A frequent question for parents involved in a divorce or child custody dispute is which parent is going to claim the IRS tax exemption for the children. The issue is typically dictated by issues of child custody and child support.
The New Mexico courts will generally follow the IRS rules regarding the exemption, which can be somewhat complicated. Generally, the custodial parent is entitled to claim the tax exemption for a dependent child. The IRS defines the custodial parent as the parent with whom the child lived for the greater part of the tax year, which makes the other parent the non-custodial parent.
However, a noncustodial parent can be allowed to claim the exemption for a dependant child if all of the following circumstances exist: 1) the child must receive more than half of his support for the tax year from one or both of the parents (i.e. TANF does not count as support by the parents); 2) the child must be in the custody of one or both of the parents for more than half of the year; and 3) either the custodial parent agrees not to claim the child or the parties have a written divorce or separation document entered prior to 1985 granting the non-custodial parent the right to claim the child.

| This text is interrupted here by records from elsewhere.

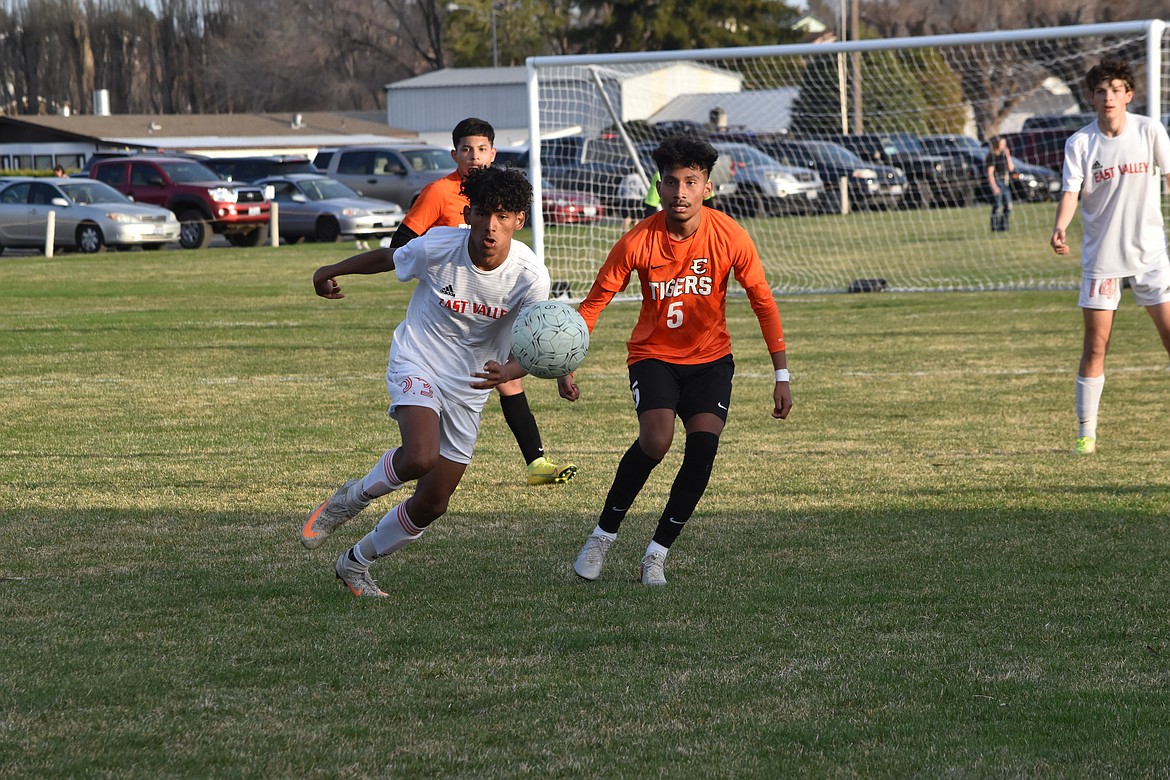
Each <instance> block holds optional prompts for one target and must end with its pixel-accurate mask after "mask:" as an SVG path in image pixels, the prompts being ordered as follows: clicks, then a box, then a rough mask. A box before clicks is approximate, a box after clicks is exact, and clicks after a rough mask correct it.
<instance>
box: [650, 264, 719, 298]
mask: <svg viewBox="0 0 1170 780" xmlns="http://www.w3.org/2000/svg"><path fill="white" fill-rule="evenodd" d="M710 263H711V261H710V260H708V258H707V257H696V258H695V260H693V261H690V274H689V275H688V276H677V277H675V278H673V279H665V281H661V282H651V283H649V289H651V299H652V301H666V299H667V298H677V297H679V296H683V295H702V296H707V295H710V294H711V290H714V289H715V285H714V284H713V283H711V277H710V275H709V270H710Z"/></svg>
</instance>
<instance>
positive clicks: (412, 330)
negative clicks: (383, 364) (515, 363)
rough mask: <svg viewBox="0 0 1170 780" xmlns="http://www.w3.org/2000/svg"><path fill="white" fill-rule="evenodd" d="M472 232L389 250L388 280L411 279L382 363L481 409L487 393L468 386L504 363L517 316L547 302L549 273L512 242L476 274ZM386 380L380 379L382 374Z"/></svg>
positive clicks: (541, 265)
mask: <svg viewBox="0 0 1170 780" xmlns="http://www.w3.org/2000/svg"><path fill="white" fill-rule="evenodd" d="M470 236H472V232H470V230H466V229H460V228H448V227H445V228H433V229H431V230H428V232H427V233H426V235H422V236H419V237H418V239H414V240H413V241H411V242H409V243H407V244H405V246H402V247H399V248H398V249H395V250H394V274H395V275H397V276H398V279H399V281H401V282H407V281H409V279H418V287H415V288H414V292H413V294H412V295H411V302H409V304H407V306H406V317H405V318H404V319H402V322H401V323H399V325H398V327H395V329H394V340H393V341H392V343H391V345H390V363H391V365H395V364H397V363H398V361H400V360H401V361H407V363H411V364H414V365H417V366H420V367H422V368H427V370H428V371H429V372H431V375H432V377H433V378H434V379H435V381H436V382H439V384H440V385H441V389H442V392H443V395H445V396H447V398H455V399H459V400H460V401H461V402H463V403H467V405H468V406H472V407H474V408H483V402H484V400H486V399H487V396H488V393H489V391H486V389H474V388H472V387H468V385H469V382H473V381H476V380H475V379H474V378H473V377H472V372H476V371H483V364H486V363H487V361H488V360H496V361H498V363H501V364H503V363H504V361H507V360H508V356H509V353H510V352H511V326H512V323H514V322H516V316H517V315H518V313H519V310H521V309H523V308H524V306H525V305H528V304H530V303H536V302H538V301H548V299H549V271H548V269H545V268H544V264H543V263H541V261H539V260H538V258H537V257H536V254H535V253H534V251H532V250H531V249H529V248H528V246H525V244H523V243H521V242H519V241H516V240H515V239H512V242H511V249H510V250H509V253H508V258H507V260H505V261H504V262H503V263H501V264H500V267H498V268H496V269H494V270H490V271H484V270H481V269H479V268H476V267H475V265H474V264H472V257H470V255H468V251H467V244H468V241H469V240H470ZM387 381H388V372H387Z"/></svg>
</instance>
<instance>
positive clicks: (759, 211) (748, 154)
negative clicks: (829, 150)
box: [711, 141, 825, 216]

Thus, if the parties agree, they can enter into an agreement as to who claims the tax exemption. There are many variables that go into the decision to allow the non-custodial parent to take the exemption including the income of the parties, child support and perhaps most importantly, the parties ability to make rational financial decisions despite the stresses of a divorce.
Assuming the custodial parent agrees, the non-custodial parent may claim the exemption. In the case of a single child, parents often agree to alternate claiming the child every other year. If the parents have more than one child, they may agree that each claim a specific child in order to both benefit from the tax exemption.
However, it advisable to consult with an experienced family law attorney when drafting such a agreements so that the proper language required by the IRS is included in the divorce pleadings or parenting plan and so that the proper IRS forms are completed every year.